また、それを含んだ親水性下塗り塗料により形成された塗膜の研磨性などの加工性が良好なものとなる。これは、その塗膜が硬くなり、多少脆くなる傾向があるためである。
この加工性に優れ、不燃性が有り、親水性の調整が行いやすく、最終仕上げ塗料との密着性がより優れた親水性下塗り塗料は、上記記載のように構成され、用いられるものである。
この親水性下塗り塗料により形成された塗膜の加工性は、研磨や切削などの
の削り加工が主なもので、このような削り加工のため、塗膜は比較的厚膜により塗膜が形成される場合が多い。
また、塗装対象基材の表面に1mm以下の凹凸がある基材に対して、この親水性下塗り塗料をその凹凸以上の膜厚を形成させて、その表面を研磨することで、平滑な基材に加工することが可能である。
そのため親水性下塗り塗料の一回の塗布が100〜300g/mの範囲が好ましく、それより少ない場合では、凹凸が覆いきれず、平滑面を得ることができないことがあり、多い場合では、塗膜形成過程で割れなどが生ずることがある。
この範囲内で凹凸が覆いきれない場合は、一回目に300g/mの塗布量で塗布し、二回目に300g/m以内で塗布するなど複数回に分けて塗布することも可能である。
この塗布方法は、スプレー,塗装用ローラーにより行うことが可能であり、外壁板など板材に前もって工場などで塗装機械を用いて行うライン塗装の場合では、レシプロタイプのスプレー,カーテンフローコータなどにより塗装を行うこともできる。
このように塗装した後に研磨器具により平滑に処理する。この研磨器具には、サンドペーパー、サンダー、グラインダー、ミーリングカッター等が使用される。
これらの中でもサンドペーパーを使用して研磨を行うオービタルサンダーやベルトサンダーなどを用いて研磨加工を行う場合が多い。
この場合に用いられるサンドペーパーの番手は、必要に応じ選択されるもので、研磨後の平滑度により決められることが多い。
このようにして、親水性下塗り塗料を塗布した後に、乾燥させ、研磨加工を行うことにより、平滑度の高い塗膜を得ることができる。
この得られた平滑度の高い塗膜は、親水性が高いため、最終仕上げ塗料が水性塗料であっても、その塗料にハジキの発生がなく塗装することができ、最終仕上げ塗料との密着性に優れたもので、平滑性が高く、仕上がりを得ることができるものである。
以上のように、この実施形態によれば次のような効果が発揮される。
前記親水性下塗り塗料が合成樹脂エマルションを主成分とする水性塗料であり、その塗料中に界面活性剤が0.5〜10.0重量%の範囲で添加させているものである。
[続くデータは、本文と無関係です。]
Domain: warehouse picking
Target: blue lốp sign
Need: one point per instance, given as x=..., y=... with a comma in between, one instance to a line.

このことにより、親水性下塗り塗料の親水性の調整がより行いやすく、塗膜の耐水性の低下を押さえ、最終仕上げ塗料との密着性がより優れたものとなる。
親水性下塗り塗料に用いられる体質顔料が炭酸カルシウム,珪藻土,水酸化アルミニウムや珪砂のいずれかの1種又は2種以上であるものである。
このことにより、比較的厚膜の下塗層を形成することができ、下地の色や多少の凹凸などを隠すことができる親水性下塗り塗料を用いることで、仕上がりがより良好なものとなり、親水性下塗り塗料により形成される塗膜の親水性を調整することが容易に行うことができるものである。
体質顔料の平均粒子径が5〜100μmの範囲であり、その含有量が親水性下塗り塗料の固形分中に5〜70重量%の範囲であるものである。
このことにより、下地の凹凸などを目立たなく仕上げることができ、最終仕上げ塗料の仕上がりを良好にすることができ、仕上げ塗料の所望の艶を得ることができる。
親水性下塗り塗料の顔料体積濃度が、10%〜80%になる範囲であるものである。
このことにより、親水性下塗り塗料により形成される塗膜の隠ぺい性が保たれ、最終仕上げ塗料が水性塗料塗膜の光沢が損なわれることなく、良好な仕上がりを得ることができる。
無機系結合材がシリカ溶液であり、それに分散されるシリカなどの微粒子の平均粒子径が4〜100nmであるものである。
このことにより、親水性下塗り塗料の親水性を調整することが容易であり、シリカ微粒子間の結合力が最適になる。又、シリカ微粒子間の結合力による収縮クラックの発生や塗膜の強度のバランスが良いものである。
さらに、下記記載のような場合であれば、不燃性や加工性の効果が発揮される。
最終仕上げ塗料が水性塗料であって、その塗装前の塗装対象基材の接触角が15〜90°の範囲に親水性下塗り塗料により調整され、親水性下塗り塗料の固形分中に5〜50重量%の範囲でシリカ溶液が添加されたものである。
これにより、最終仕上げ塗料が水性塗料であっても、その塗料にハジキの発生がなく塗装することができ、最終仕上げ塗料との密着性に優れ、その仕上がりが良好なものとなり、更に無機系下地に対する接着力向上や、塗膜の耐熱性及び難燃性などの物性を得られる。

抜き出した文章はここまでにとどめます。